As ruas
ainda estão desertas, o dia mal começa a raiar. Mas o calor já é denso,
presente. Parece que sabe que servirá de cenário. Caminho olhando para os meus
próprios pés. Sem coragem de olhar para frente, sem nada por dentro, como se
andasse nua da alma, apenas a minha sombra se finca na realidade, cada vez mais
evidente. Daqui a pouco inúmeras pernas cruzarão as calçadas, as ruas vão se
encher de verde e amarelo, pessoas aplaudindo, apitando, discutindo, dando
risada. Nessa hora espero estar bem longe daqui. Estas ruas são como minhas,
sempre caminhei por este asfalto e paralelepipedos. Mas daqui a pouco desejo não
pertencer mais a este lugar. Vou tomar um sonífero, acordar só no dia seguinte,
agir como se não tivesse acontecido nada.

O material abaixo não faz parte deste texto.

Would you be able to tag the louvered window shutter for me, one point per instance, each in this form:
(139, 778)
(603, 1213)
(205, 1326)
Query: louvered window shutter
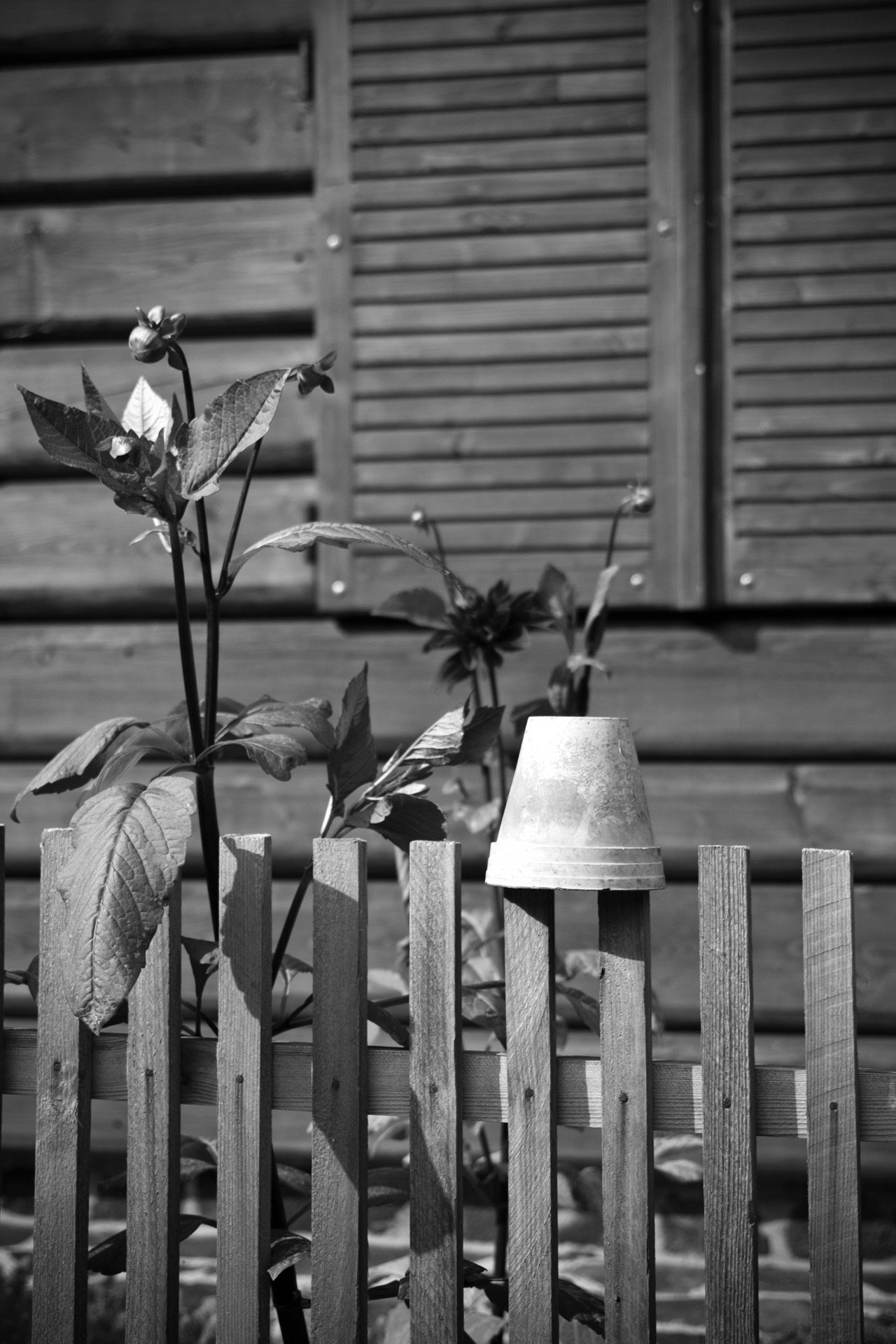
(510, 262)
(808, 257)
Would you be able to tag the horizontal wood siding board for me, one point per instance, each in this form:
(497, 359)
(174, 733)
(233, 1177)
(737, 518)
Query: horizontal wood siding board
(137, 121)
(473, 188)
(55, 371)
(498, 90)
(481, 29)
(219, 258)
(34, 29)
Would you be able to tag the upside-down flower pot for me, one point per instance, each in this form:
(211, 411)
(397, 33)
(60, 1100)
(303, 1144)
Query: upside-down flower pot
(577, 816)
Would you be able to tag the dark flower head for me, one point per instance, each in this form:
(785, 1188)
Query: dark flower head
(315, 375)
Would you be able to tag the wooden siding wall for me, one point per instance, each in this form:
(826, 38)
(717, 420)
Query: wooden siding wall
(174, 163)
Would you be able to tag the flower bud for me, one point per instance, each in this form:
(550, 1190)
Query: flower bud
(147, 346)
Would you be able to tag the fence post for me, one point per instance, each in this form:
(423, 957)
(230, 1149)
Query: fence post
(62, 1148)
(729, 1101)
(437, 1210)
(626, 1009)
(834, 1219)
(339, 1094)
(153, 1138)
(244, 1091)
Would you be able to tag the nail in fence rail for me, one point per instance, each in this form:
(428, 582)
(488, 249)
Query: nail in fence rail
(729, 1105)
(339, 1145)
(830, 1101)
(437, 1226)
(834, 1221)
(153, 1139)
(62, 1145)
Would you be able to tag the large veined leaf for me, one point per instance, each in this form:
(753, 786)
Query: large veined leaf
(230, 422)
(352, 760)
(128, 846)
(78, 762)
(305, 536)
(147, 413)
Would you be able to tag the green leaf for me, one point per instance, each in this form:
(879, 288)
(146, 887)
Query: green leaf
(416, 606)
(286, 1249)
(94, 401)
(276, 753)
(402, 818)
(111, 1257)
(264, 714)
(147, 414)
(230, 422)
(78, 762)
(558, 596)
(305, 536)
(128, 846)
(352, 760)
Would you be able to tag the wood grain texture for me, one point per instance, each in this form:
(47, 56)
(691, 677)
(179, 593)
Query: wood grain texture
(832, 1098)
(435, 1102)
(62, 1145)
(628, 1120)
(729, 1100)
(678, 1086)
(35, 27)
(531, 1091)
(213, 118)
(340, 1104)
(209, 258)
(676, 267)
(244, 1091)
(153, 1138)
(55, 371)
(335, 253)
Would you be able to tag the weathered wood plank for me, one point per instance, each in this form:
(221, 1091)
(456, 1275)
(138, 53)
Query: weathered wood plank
(153, 1138)
(62, 1154)
(435, 1104)
(551, 183)
(676, 267)
(745, 691)
(505, 155)
(729, 1102)
(30, 29)
(335, 254)
(531, 1084)
(339, 1167)
(498, 315)
(206, 258)
(55, 371)
(481, 29)
(244, 1091)
(67, 547)
(771, 808)
(832, 1100)
(628, 1116)
(92, 124)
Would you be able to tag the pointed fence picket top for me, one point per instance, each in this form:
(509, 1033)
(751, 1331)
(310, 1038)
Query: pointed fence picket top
(437, 1085)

Talvez acendam a churrasqueira,
gargalhem tomando uma caipirinha, contentes em participar do “orgulho
nacional”. Como em jogo de Copa do mundo.
De onde
os observo, parecem inocentes. A alegria sempre parece inocente. E no fundo eu
gostaria de estar com todos os outros, assim como em jogo de Copa do mundo. Ainda
que acredite que de nada serve o orgulho nacional. Só cria problemas. Uma
bobagem. O mundo é instigante, saboroso, infinito para se atardar em qualquer
orgulho, seja ele qual for. Mas a primeira impressão não deve mascarar a
natureza dos fatos. Algo está para acontecer neste dia. Uma iminência fúnebre. Dali
a pouco retirarão um tijolo de uma parede mal construída. E o calor, como se
fosse um indício, anuncia o desabamento. No dia seguinte, não haverá mais nada
à que se fiar.
(E estas
pernas vestidas com as cores da bandeira, sentadas confortavelmente na frente
da televisão, ou agitando-se nas ruas, tomadas por um delírio frenético? Participam
da derrocada. Pisam em fundamentos já quase inexistentes.)
Um
passarinho cruza o ar viciado. Coitado, acaso da natureza, é verde e amarelo. Antes
fosse azul anil.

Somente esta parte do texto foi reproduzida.